Les Morts
Les morts ne sont pas des personnes qui auraient continué à vivre. Ce sont des Corps dont le Temps a été retiré, ne laissant qu’une Fonction résiduelle : une marche, un poste de garde, un ordre répété après la chute de la Mémoire et de la Volonté.
Quand le mouvement survit au Temps
En Aurelion, un cadavre animé ne prouve pas que la mort a été vaincue. Il prouve que le mouvement peut survivre à ce qui donnait autrefois au mouvement une histoire. Le Cycle formel décrit les morts comme des Corps sans Temps. Dès que le Temps ne traverse plus le Corps, la Mémoire s’érode, la Volonté disparaît et la Fonction se contracte en répétition. Un soldat mort peut encore monter la garde parce que monter la garde est une Fonction. Il ne peut pas se fatiguer de l’ordre, réinterpréter le but de la guerre ou décider qu’il faut ouvrir la porte. L’horreur n’est pas un cadavre qui se comporte comme une personne ; c’est une tâche qui continue après la disparition de la personne.
Voilà pourquoi les morts appartiennent à une autre catégorie que les liches. Une liche préserve volontairement Mémoire et Fonction autoassignée par un substitut artificiel du Temps. Les morts ordinaires ne préservent ni l’une ni l’autre. Leur activité continue dépend du rituel, de la nécromancie et d’une organisation extérieure. L’Atlas religieux dit qu’ils ne « croient » pas véritablement ; ils sont entretenus par les bnéistes, prêtres des Os, et organisés par des abbés de nécropole et des chorales froides. Ces cultes peuvent lever des formations, coudre des Corps entre eux et produire des paladins morts. L’armée n’est donc pas une société des morts. C’est un système dans lequel des opérateurs vivants ou morts-vivants supérieurs maintiennent synchronisées les Fonctions résiduelles.
La Forêt Sombre montre ce que devient un tel système à grande échelle. Ses forces mortes sont décrites comme immenses mais ancrées au territoire. Plus elles s’éloignent de la région liée aux ténèbres, plus vite elles perdent leur cohésion et s’effondrent. L’histoire des paladins morts de Koshcheï exprime la même loi en miniature : des chevaliers se levèrent des tertres, marchèrent vers l’extérieur et tombèrent en poussière à mesure que la distance augmentait depuis leur ancrage nordique. La non-vie peut être nombreuse et terrifiante sans être libre de conquérir le monde, car la puissance qui maintient le cadavre en mouvement est aussi la chaîne qui l’empêche de devenir un nouvel ordre vivant.

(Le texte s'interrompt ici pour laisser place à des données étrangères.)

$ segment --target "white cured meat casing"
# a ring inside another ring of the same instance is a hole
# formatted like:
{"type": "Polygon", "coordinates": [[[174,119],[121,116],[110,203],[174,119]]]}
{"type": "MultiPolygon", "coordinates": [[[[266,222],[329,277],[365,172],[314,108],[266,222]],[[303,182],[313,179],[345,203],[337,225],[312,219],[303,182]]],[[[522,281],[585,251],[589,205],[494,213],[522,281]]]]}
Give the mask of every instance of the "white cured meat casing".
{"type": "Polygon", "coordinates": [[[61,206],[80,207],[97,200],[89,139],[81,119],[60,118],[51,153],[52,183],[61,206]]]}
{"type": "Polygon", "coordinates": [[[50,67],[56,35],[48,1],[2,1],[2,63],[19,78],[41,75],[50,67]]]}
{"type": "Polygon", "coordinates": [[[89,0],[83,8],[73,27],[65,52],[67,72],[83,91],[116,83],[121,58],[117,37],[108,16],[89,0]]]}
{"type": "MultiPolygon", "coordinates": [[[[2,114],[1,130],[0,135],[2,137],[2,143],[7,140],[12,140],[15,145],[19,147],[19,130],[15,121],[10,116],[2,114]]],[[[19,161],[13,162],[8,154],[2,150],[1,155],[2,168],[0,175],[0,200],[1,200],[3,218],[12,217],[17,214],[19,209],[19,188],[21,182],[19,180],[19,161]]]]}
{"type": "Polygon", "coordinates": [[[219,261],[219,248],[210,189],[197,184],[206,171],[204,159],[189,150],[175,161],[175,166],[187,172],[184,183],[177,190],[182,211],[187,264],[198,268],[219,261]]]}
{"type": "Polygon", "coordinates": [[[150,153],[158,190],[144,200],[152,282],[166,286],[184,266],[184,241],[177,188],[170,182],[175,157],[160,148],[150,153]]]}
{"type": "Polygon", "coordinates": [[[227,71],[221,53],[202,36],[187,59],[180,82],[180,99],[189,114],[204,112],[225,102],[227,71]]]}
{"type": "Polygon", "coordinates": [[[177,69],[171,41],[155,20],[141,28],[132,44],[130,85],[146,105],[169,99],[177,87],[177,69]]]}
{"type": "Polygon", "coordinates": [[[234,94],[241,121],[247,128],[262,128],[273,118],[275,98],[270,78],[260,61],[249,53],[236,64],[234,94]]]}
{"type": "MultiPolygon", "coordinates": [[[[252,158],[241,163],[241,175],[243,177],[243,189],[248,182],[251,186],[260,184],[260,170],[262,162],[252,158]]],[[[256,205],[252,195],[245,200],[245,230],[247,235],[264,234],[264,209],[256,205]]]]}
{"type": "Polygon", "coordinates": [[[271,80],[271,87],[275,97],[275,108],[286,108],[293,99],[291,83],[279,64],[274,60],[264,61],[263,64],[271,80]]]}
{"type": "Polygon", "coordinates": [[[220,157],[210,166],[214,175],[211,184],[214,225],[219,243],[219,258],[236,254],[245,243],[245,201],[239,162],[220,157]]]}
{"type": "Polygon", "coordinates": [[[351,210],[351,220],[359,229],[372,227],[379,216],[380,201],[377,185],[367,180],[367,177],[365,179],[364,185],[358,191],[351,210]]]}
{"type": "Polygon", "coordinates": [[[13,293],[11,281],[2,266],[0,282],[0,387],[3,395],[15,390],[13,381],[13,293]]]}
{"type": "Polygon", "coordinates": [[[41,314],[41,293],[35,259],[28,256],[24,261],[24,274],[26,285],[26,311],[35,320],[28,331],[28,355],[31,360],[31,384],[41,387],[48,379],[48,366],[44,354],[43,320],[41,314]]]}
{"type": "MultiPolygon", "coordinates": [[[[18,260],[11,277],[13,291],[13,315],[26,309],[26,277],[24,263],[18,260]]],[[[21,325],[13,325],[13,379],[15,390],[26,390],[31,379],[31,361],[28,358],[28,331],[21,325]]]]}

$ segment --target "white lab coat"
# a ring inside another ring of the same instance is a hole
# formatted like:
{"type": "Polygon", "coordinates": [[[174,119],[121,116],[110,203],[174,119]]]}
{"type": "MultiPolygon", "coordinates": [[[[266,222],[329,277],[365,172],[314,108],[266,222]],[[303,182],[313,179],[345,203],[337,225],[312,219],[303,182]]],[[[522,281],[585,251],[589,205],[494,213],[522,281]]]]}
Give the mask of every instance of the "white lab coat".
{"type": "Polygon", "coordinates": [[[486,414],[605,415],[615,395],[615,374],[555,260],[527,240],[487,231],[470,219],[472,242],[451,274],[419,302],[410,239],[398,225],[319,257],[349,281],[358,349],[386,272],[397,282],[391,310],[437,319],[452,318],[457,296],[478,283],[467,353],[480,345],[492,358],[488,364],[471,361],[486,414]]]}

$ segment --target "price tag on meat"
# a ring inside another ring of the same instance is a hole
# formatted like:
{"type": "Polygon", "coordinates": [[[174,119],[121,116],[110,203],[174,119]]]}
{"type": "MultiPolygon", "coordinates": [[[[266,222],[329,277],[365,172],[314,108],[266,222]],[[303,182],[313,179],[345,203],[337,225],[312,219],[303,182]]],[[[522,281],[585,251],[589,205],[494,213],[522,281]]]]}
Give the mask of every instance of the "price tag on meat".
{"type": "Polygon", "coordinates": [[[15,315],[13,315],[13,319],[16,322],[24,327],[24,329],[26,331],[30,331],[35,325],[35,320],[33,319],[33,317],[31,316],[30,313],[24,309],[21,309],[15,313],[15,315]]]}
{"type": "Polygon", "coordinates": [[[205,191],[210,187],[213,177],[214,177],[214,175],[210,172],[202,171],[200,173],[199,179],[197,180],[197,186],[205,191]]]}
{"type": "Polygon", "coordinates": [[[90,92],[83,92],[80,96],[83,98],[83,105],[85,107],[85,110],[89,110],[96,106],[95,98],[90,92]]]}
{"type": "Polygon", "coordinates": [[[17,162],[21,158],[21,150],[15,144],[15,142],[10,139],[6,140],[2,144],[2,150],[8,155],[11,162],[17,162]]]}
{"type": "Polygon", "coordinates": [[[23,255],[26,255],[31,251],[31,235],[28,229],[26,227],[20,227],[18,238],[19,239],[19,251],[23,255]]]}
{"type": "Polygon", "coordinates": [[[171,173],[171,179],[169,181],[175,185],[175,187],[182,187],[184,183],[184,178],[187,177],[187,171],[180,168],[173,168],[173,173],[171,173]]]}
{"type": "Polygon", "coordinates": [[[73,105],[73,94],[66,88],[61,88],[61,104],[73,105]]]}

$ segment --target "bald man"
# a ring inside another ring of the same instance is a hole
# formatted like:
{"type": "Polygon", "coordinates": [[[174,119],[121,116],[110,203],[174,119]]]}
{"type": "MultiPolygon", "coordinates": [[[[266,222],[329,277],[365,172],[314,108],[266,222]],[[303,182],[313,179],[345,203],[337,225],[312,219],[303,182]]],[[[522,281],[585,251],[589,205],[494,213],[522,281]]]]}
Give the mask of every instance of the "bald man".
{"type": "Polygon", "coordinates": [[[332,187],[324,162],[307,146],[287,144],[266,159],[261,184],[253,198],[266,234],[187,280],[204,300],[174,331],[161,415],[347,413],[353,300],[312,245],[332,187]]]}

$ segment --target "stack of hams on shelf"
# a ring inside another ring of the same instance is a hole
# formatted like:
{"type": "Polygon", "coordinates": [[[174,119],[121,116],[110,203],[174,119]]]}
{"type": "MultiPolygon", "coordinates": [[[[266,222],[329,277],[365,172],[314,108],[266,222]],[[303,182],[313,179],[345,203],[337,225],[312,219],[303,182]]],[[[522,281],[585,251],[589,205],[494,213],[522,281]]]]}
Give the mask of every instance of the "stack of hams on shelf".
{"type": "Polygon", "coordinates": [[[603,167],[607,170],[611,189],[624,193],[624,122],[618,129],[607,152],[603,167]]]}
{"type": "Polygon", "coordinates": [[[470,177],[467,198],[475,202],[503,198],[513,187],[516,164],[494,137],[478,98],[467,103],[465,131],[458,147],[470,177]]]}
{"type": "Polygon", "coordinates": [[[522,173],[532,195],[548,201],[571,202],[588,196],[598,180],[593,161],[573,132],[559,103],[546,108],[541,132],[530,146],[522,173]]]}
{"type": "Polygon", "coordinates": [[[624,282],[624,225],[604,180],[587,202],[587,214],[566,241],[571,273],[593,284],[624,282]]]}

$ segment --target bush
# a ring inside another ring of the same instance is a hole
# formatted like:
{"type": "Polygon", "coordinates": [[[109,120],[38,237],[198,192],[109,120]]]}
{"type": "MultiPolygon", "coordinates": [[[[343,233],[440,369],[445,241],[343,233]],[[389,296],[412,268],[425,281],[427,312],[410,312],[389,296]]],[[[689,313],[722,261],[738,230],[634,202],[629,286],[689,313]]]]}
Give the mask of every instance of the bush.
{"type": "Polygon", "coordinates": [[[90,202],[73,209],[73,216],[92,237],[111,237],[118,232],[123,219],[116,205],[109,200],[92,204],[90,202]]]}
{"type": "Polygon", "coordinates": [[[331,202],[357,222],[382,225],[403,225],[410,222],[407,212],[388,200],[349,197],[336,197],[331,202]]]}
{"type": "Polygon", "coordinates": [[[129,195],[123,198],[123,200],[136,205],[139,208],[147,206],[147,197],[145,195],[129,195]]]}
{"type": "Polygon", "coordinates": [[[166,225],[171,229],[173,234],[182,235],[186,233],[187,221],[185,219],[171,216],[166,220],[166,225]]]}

Pour les observateurs humains, les morts posent donc une question métaphysique inconfortable. Si un Corps peut conserver posture, violence et obéissance après disparition de la Mémoire, quelle part de la vie sociale ordinaire était déjà Fonction ? Un soldat entraîné à répéter un ordre, un clerc répétant un formulaire, un prêtre répétant une réponse — tous restent des vivants parce que le Temps peut les modifier et la Volonté interrompre le modèle. Le cadavre ne peut rien interrompre. En Aurelion, la mort n’est pas d’abord le silence. C’est le moment où la répétition devient parfaite.